Photo: Ann Arbor.com
- Darius Morris: Morris didn’t have his greatest game but I really thought he let the game come to him. He finished with 8 points (4-9 fg), five assists, four rebounds, and four turnovers. Several of the turnovers were close calls (barely moving his pivot foot) but Morris took over the game when Michigan was in trouble in the first half and didn’t do nearly as much over dribbling as we’ve become accustomed to. Then, there’s the missed front end on Michigan’s last possession. I do give Morris credit for the defense he played down the stretch, he did a great job forcing Taylor into an awful shot on Wisconsin’s second to last possession.
- Tim Hardaway Jr.: Hardaway continues to play well, finishing with 16 points on 6 of 13 (4-7 3pt) shooting with four rebounds, three assists, four turnovers and a steal. He had a couple bad turnovers but some of those are inevitable when you run that many sets through a player. Hardaway hit a pair of huge threes in the second and really put Michigan in a position to have a chance but he also had an 0-2 trip to the line and a costly turnover down the stretch.
- Jordan Morgan: Morgan really battled against Leuer and also managed to do a decent job of staying out of foul trouble.Jordan finished the game with 12 points on 5 of 7 shooting and five rebounds. Leuer scored 12 points on 14 shots and consistently settled to fire up contested threes. Leuer is probably quicker, stronger, and more athletic than Morgan but I thought Jordan showed more fight – he also held Leuer to just one offensive rebound.
- Stu Douglass: Stu had five points on 2 of 4 (1-2 3pt) shooting with a rebound, steal, block, turnover and an assist. There was obviously a communication breakdown between him and Hardaway on the last play which will be what we remember. He did a good job defending Taylor at times but also did a terrible job of boxing him out (I would guess he was the culprit on all three of Taylor’s offensive boards).
- Zack Novak: Something is wrong with Zack Novak. I don’t know if it’s tired legs, something personal, mechanical, or psychological, but something is wrong. Novak has now missed his last 14 field goal attempts in a stretch that spans over two and a half games. He still battled admirably against the much bigger Nankivil, grabbed six defensive rebounds, had two assists, and took a charge but Michigan needs him to snap out of his shooting funk.

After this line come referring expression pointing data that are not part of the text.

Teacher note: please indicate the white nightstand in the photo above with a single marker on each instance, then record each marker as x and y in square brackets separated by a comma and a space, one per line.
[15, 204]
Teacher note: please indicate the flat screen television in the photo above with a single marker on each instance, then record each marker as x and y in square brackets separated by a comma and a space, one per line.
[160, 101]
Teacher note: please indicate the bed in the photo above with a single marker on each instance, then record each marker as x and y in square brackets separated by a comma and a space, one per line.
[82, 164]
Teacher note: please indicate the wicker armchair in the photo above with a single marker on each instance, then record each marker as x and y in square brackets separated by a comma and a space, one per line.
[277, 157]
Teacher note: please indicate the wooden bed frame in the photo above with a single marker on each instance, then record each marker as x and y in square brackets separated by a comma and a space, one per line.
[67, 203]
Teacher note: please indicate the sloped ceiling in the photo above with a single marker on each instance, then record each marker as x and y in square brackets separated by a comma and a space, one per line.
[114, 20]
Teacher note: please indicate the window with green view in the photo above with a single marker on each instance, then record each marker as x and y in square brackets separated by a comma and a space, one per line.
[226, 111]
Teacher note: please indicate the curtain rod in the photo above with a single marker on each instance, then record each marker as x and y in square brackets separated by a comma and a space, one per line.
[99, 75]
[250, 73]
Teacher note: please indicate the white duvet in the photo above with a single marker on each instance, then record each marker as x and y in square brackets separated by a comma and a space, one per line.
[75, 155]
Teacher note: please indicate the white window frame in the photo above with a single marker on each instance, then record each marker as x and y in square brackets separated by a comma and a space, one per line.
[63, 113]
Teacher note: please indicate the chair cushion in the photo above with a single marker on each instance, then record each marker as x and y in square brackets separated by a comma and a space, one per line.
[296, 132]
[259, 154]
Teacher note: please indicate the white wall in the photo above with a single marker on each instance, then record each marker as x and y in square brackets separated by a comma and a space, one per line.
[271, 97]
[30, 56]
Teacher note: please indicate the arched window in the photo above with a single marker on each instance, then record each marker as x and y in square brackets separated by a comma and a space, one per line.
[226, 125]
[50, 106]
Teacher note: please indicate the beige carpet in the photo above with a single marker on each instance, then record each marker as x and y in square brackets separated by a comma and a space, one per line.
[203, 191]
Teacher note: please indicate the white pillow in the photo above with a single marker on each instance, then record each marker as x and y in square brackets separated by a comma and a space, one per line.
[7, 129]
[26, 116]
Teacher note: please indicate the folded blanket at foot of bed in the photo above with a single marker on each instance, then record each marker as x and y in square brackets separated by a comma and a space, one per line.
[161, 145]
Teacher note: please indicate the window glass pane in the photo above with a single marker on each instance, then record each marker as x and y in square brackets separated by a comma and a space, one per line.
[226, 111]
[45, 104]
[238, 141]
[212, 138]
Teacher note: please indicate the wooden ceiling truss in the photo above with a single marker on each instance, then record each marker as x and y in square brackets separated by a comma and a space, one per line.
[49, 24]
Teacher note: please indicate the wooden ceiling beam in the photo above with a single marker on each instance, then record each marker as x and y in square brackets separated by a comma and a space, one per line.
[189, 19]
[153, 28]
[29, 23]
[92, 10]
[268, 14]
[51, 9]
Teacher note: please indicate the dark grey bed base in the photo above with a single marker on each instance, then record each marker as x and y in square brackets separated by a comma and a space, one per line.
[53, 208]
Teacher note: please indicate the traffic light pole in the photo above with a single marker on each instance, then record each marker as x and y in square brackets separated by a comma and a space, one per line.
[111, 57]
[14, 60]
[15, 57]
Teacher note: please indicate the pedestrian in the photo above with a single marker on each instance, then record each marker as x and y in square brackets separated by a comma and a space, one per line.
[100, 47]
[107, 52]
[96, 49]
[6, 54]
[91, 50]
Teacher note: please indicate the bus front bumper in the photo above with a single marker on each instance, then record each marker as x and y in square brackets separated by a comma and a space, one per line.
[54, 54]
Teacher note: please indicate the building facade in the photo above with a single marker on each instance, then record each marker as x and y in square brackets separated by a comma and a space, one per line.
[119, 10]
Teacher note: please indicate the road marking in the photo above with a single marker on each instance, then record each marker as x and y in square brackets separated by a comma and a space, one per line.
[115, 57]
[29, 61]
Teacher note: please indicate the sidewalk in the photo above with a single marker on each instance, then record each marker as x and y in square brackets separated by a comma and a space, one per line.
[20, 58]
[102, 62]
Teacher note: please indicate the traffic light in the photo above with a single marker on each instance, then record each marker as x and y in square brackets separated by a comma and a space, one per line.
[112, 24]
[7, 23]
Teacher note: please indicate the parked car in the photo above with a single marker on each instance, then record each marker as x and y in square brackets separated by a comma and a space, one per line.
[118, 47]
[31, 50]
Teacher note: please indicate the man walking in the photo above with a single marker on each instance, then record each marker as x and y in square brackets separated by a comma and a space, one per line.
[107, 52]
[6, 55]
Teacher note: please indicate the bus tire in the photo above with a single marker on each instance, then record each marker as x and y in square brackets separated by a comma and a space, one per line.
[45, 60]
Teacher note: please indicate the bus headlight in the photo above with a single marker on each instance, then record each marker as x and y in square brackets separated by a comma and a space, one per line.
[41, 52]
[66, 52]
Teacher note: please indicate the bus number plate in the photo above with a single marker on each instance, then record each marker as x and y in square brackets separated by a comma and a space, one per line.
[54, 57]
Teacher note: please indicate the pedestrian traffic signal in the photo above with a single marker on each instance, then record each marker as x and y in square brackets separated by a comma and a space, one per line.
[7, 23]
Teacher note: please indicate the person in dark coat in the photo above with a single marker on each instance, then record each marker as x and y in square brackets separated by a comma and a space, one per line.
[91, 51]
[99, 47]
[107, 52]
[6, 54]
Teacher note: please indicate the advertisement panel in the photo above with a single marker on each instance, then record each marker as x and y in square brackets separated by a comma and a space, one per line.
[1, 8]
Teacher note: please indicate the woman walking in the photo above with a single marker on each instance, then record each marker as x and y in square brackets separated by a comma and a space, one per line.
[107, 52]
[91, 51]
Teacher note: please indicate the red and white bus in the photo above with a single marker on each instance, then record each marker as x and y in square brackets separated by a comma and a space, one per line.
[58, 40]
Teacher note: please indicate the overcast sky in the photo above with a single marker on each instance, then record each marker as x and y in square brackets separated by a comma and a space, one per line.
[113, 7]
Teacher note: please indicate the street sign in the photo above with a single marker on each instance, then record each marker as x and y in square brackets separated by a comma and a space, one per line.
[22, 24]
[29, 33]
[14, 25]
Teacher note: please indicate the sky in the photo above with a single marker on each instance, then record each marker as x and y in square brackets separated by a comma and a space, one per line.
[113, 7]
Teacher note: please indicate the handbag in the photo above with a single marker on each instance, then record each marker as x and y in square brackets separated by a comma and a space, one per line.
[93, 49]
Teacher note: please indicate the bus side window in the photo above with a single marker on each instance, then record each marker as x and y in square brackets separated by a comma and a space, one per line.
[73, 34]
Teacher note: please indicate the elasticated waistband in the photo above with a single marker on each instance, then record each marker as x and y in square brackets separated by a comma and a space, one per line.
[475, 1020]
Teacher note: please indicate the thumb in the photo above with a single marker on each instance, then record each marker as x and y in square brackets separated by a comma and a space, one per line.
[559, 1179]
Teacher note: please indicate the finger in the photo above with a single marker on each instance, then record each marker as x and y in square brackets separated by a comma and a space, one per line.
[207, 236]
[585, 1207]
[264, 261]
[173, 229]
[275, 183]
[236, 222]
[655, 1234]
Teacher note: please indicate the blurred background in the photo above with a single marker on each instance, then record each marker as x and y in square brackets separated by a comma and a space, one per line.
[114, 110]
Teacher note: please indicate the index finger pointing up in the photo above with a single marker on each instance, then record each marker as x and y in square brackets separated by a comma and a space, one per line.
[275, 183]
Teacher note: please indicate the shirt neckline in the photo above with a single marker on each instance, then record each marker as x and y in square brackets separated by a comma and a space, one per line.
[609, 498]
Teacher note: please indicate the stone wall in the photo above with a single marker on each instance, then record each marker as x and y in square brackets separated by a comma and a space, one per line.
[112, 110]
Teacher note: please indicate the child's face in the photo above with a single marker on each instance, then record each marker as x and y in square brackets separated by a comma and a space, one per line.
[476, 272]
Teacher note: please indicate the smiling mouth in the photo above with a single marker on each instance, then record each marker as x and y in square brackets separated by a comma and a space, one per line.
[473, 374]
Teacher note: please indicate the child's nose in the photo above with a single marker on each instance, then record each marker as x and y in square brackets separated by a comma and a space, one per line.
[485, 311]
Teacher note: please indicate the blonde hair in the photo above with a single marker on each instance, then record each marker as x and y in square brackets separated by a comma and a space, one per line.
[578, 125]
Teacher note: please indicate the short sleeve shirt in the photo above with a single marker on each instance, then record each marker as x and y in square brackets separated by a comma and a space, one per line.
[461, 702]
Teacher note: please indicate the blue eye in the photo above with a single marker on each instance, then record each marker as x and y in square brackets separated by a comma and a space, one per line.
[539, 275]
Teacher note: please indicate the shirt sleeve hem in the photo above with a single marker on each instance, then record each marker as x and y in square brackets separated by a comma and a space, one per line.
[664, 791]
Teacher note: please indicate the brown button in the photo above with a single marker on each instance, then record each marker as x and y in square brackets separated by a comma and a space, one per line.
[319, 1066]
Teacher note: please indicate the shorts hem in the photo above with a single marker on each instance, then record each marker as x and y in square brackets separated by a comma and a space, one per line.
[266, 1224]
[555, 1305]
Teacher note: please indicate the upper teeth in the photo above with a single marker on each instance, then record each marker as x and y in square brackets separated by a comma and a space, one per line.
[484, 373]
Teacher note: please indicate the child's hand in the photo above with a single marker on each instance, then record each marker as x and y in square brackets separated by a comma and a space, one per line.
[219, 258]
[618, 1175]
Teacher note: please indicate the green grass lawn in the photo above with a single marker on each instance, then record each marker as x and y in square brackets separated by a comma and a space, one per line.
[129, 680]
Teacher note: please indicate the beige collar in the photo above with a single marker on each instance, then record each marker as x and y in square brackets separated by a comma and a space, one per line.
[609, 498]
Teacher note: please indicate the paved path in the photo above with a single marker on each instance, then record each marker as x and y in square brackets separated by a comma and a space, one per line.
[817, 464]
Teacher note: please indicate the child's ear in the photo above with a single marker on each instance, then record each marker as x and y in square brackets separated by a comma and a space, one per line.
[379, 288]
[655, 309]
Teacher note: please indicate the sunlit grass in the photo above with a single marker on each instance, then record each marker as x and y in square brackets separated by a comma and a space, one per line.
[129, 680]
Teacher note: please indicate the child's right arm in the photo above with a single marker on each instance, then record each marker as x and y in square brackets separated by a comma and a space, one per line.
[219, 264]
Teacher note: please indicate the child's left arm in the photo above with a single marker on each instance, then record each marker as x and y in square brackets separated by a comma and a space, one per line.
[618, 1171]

- Evan Smotrycz: Smotrycz hit both shots — a nice roll to the basket to end the half and a three in transition — and even got to the line (but missed both FTs). Smotrycz was out muscled, and only played 11 minutes, but it was good to see him provide an offensive spark that’s been lacking recently.
- Matt Vogrich: I really thought Vogrich played with great energy and aggressiveness. He was 1 of 2 (1-1 3pt) shooting but he shot the ball with purpose and confidence coming off screens and his miss was about halfway down before popping out. He also had two rebounds and two assists. Matt has been playing more two guard and the ability to play both the two and the three should make him more useful off the bench with Stu starting.
- Jon Horford: Had a tough turnover as he tried to kick the ball out to Vogrich as Matt was in the process of cutting backdoor. Jon did grab two nice defensive rebounds in two minutes. Those two minutes do a great job illustrating why to be excited about Horford – rebounding – and why he isn’t playing a lot now.